Missing pole here means Red Bull remain tied with McLaren and Williams on the record total of 15 poles in a season, and Vettel remains two behind Nigel Mansell’s record of 14 in a season but the German was happy with his performance. “Once again, we pushed them very, very hard in qualifying and got very close, closer than probably they expected and closer than we expected so we did a very good job,” he said.
The world champion was also optimistic about his chances in the race. “It’s not a long way down to the first corner and turn three is a little bit exposed,” he said. “It’s a long race, lots of things can happen. Tyre wear is crucial and Jenson did a good race last race, so that will be important tomorrow.”
Tyre-wear could be absolutely pivotal and uncertainty about their performance may be why Hamilton is taking nothing for granted. Degradation will be very high, with three and potentially four stops on the agenda.
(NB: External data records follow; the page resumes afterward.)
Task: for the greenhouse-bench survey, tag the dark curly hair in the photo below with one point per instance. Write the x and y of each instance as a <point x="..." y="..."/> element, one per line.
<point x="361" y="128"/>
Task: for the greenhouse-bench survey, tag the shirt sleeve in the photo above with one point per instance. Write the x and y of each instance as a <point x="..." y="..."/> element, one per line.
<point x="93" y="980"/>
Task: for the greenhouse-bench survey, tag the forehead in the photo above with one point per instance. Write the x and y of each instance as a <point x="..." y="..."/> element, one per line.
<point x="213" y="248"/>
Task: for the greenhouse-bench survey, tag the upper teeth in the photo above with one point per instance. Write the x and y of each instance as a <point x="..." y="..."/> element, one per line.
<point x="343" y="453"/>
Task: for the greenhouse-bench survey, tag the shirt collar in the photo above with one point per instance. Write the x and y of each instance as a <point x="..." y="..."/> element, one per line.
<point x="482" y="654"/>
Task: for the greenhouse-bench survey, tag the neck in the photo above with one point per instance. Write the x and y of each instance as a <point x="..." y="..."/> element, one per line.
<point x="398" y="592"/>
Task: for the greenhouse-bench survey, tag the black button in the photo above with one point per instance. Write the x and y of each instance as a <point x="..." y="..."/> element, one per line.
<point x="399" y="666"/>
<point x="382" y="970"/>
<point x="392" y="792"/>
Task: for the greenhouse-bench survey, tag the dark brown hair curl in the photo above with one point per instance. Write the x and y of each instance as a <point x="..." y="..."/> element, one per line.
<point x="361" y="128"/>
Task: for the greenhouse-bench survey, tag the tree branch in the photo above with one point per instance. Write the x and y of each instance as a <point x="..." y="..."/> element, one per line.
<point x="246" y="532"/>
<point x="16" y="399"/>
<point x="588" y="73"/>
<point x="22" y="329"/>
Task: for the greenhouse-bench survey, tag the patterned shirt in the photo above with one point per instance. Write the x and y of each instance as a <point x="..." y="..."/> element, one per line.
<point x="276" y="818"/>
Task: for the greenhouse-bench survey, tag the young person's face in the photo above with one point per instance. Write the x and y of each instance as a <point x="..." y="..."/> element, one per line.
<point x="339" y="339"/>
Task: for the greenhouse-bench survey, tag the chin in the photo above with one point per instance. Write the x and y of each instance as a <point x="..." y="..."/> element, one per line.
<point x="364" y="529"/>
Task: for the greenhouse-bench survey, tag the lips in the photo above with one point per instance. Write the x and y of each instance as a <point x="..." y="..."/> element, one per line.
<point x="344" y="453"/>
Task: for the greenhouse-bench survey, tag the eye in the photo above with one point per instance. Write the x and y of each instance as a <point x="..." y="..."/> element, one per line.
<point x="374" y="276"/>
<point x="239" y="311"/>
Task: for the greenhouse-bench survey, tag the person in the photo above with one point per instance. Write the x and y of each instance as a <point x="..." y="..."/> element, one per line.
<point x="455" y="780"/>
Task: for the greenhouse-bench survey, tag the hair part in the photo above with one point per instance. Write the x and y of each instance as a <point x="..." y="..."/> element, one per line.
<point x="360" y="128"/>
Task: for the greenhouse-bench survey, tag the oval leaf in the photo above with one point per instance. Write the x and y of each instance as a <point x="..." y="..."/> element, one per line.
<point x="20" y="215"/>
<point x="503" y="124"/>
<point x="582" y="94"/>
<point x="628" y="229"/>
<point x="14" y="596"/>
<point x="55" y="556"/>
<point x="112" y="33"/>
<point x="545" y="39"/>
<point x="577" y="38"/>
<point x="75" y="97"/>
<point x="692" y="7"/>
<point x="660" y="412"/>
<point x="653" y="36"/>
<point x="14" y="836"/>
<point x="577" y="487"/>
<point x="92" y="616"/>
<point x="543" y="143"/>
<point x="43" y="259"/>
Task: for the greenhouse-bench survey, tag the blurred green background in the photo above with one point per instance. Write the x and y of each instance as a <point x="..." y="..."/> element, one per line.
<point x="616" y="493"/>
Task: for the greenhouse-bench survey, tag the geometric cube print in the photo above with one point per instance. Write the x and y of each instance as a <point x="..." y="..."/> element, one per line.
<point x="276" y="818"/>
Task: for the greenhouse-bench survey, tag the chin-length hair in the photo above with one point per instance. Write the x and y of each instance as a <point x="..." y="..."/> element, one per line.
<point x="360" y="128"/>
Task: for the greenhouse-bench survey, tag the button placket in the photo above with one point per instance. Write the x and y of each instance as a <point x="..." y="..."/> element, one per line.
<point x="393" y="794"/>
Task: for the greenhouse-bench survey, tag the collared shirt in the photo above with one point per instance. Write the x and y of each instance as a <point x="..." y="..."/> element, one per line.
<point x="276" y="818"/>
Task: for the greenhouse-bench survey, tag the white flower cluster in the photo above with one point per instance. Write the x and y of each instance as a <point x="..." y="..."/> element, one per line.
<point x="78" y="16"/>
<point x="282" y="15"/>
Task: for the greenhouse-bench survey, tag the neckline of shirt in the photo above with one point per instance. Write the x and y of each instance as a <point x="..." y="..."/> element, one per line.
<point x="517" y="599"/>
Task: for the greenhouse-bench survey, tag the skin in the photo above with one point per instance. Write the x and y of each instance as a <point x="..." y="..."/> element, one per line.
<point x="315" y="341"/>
Those are conditions that Hamilton knows suits his team-mate Button’s driving style more than his own but to a certain extent the whole race will be a journey into the unknown for all the teams. Last year’s drive was run entirely in the wet and they have had little time on the slick rubber this weekend and, while overtaking will be difficult in the second and third sectors, there remain enough unanswered questions for an intriguing contest on Sunday.